Psalms 22 is one of the most raw and honest passages in the Bible. David doesn’t hold back, he brings his pain, his confusion, and his questions directly to God. Before we unpack specific verses, it’s important to understand the full context of this chapter. David moves from deep anguish to confident praise, showing us what it looks like to wrestle with God and still trust Him.
When You Feel Like God Isn’t There
David opens with a cry many of us have felt but may be too afraid to say out loud: “Why have you abandoned me?” He describes praying day and night without relief, feeling like God is distant despite his desperation.
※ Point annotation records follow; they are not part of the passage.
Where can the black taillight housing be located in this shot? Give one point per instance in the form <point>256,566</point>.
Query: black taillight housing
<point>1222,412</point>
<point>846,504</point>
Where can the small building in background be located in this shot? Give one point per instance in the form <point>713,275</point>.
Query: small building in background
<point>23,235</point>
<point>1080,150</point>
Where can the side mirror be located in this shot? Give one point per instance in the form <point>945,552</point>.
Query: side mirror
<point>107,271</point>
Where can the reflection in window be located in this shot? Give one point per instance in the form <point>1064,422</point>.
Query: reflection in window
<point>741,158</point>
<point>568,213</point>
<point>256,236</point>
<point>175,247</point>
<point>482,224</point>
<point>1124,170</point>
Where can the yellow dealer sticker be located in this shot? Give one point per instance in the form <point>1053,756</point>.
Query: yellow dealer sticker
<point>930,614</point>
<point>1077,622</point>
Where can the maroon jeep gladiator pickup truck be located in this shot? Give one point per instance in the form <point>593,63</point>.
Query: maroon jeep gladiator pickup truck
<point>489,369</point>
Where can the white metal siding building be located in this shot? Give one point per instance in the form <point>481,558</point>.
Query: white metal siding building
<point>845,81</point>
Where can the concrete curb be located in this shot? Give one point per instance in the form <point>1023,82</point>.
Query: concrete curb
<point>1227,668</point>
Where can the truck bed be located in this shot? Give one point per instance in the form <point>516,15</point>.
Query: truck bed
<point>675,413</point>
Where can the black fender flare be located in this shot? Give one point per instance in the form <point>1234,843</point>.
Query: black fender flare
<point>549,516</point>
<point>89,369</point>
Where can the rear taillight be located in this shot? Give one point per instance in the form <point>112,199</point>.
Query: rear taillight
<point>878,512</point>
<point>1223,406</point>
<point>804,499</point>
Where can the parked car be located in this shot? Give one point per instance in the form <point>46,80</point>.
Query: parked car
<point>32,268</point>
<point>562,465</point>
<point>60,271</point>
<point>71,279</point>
If I’m honest, this is something I’ve wrestled with in my own life. As I’ve taken my faith more seriously and tried to build a relationship with God, there has always been a part of me that felt disconnected. I struggled to fully believe that God loved me or cared about me, and for a long time, I didn’t understand why.
Recently, I realized that the root of that struggle was abandonment. From a young age, I experienced what it felt like to be left by the people who were supposed to love me the most. That shaped the way I saw everything: my relationships, my worth, and even God. I learned to believe that I couldn’t trust people and that maybe I was unlovable. Without realizing it, I carried that belief into my relationship with God.
So when I read verses 1–2, I don’t just see David, I see every moment I cried out in pain, asking God “why?” I remember nights of praying through tears, begging for relief, and feeling like there was no answer. Because the pain didn’t immediately go away, I assumed God didn’t care or that He wasn’t listening. I thought He had abandoned me too.
David shows us that even strong faith doesn’t mean the absence of questions. It means bringing those questions to God anyway.
Truth Over Feelings
Right after expressing his pain, David says: “Yet you are holy… our ancestors trusted in you, and you rescued them.” Despite how he feels, he anchors himself in what he knows to be true about God.
That shift is powerful. It reminds us that feelings are real, but they are not always reliable. Emotions can make us believe that God is distant, silent, or uncaring, but that doesn’t make it true.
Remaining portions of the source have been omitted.